Voted to have the best milkshakes by Birmingham News’ readers, Eclipse Coffee & Books boasts an eclectic selection of hot and cold beverages, as well as a menu that brims with sandwiches and delectable breakfast options. Literary theorists can interpret the poetry of pastries with the pecan pie milkshake ($6), or nurse a cup of chocolate turtle latte ($4.50) as they thumb through a novel from one of Eclipse's three book rooms. A bite from the avocado melt ($5.50) with red onion and provolone will satiate hungry bookworms, while Eclipse's selection of beers and liquor is as ever-changing as Abe Lincoln's facial expressions on Mount Rushmore.
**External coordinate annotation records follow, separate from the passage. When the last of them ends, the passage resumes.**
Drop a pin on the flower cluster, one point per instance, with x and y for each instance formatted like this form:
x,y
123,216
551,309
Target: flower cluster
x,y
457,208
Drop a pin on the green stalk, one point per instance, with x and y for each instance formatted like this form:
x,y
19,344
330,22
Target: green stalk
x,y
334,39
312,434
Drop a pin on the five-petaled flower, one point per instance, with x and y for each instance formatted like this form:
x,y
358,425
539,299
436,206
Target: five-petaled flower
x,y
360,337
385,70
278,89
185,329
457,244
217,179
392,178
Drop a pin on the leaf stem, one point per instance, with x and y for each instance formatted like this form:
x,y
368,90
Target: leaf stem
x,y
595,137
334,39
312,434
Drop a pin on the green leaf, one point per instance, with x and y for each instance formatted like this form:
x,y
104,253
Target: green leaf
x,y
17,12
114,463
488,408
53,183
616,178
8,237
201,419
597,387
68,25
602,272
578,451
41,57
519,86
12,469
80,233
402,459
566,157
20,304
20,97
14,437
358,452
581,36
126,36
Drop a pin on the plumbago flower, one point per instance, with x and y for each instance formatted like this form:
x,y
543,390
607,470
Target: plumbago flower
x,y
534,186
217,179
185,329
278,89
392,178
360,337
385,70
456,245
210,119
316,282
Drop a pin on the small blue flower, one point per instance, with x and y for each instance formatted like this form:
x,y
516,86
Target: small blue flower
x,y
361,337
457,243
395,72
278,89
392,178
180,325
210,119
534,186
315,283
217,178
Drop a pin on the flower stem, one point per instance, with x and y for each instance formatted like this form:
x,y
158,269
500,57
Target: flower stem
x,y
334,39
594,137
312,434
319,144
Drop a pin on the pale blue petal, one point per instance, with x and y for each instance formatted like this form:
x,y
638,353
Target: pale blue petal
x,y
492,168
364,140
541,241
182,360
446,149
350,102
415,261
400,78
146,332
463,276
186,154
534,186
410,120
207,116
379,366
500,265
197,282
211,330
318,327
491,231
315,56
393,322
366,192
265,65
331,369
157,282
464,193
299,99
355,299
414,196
In addition to its laid-back vibe and stacks of intriguing literature, Eclipse hosts several events each month, including palate-pleasing wine tastings, trivia nights, poetry slams, and soothing musical performances.
Christine Boatwright of Shelby Living Magazine wrote a piece detailing the operations of self-taught baker and Wooden Spoon Bakery owner Leslie Arnold and how she specializes in surprising scone flavors—pear and fresh ginger, apricot white chocolate, and salted caramel, to name a few—but also loves one special, more familiar flavor. Her red-velvet cake, a hand-me-down recipe from her husband’s grandmother, is a popular classic: a light chocolate cake colored a vibrant red and sprinkled with icing and walnuts. As she told the magazine, “I’m proud to say it’s the only recipe I have not tinkered with because it’s perfect the way it is.” Still, Arnold keeps a constantly rotating menu of flavors and offerings at Wooden Spoon Bakery, baking bacon-cheese biscuits, strawberry coffee cake, and blueberry-and-cream muffins one week and specialty brownie cakes the next.
"This Boot was a lone house of public entertainment," Charles Dickens wrote in his novel Barnaby Rudge, with "several people drinking there, and a great merriment going on." The Boot at Preserve Village works to channel this homey vibe into its spacious dining room, where a pecan-wood fire burns inside a brick hearth. Made with organic chicken, beef, and veggies, their fast-casual American menu includes salads topped with homemade dressings, slow-cooked beef-brisket sandwiches, char-grilled smoky pimento burgers, and homemade brownies. Guests can wash down each flavorful bite with cocktails, wine, or craft beers from local Alabama and southeastern breweries such as Back Forty Beer Company and Terrapin Brewing Company. The Boot at Preserve Village recently won the 2013 Best of Birmingham - Best New Restaurant award.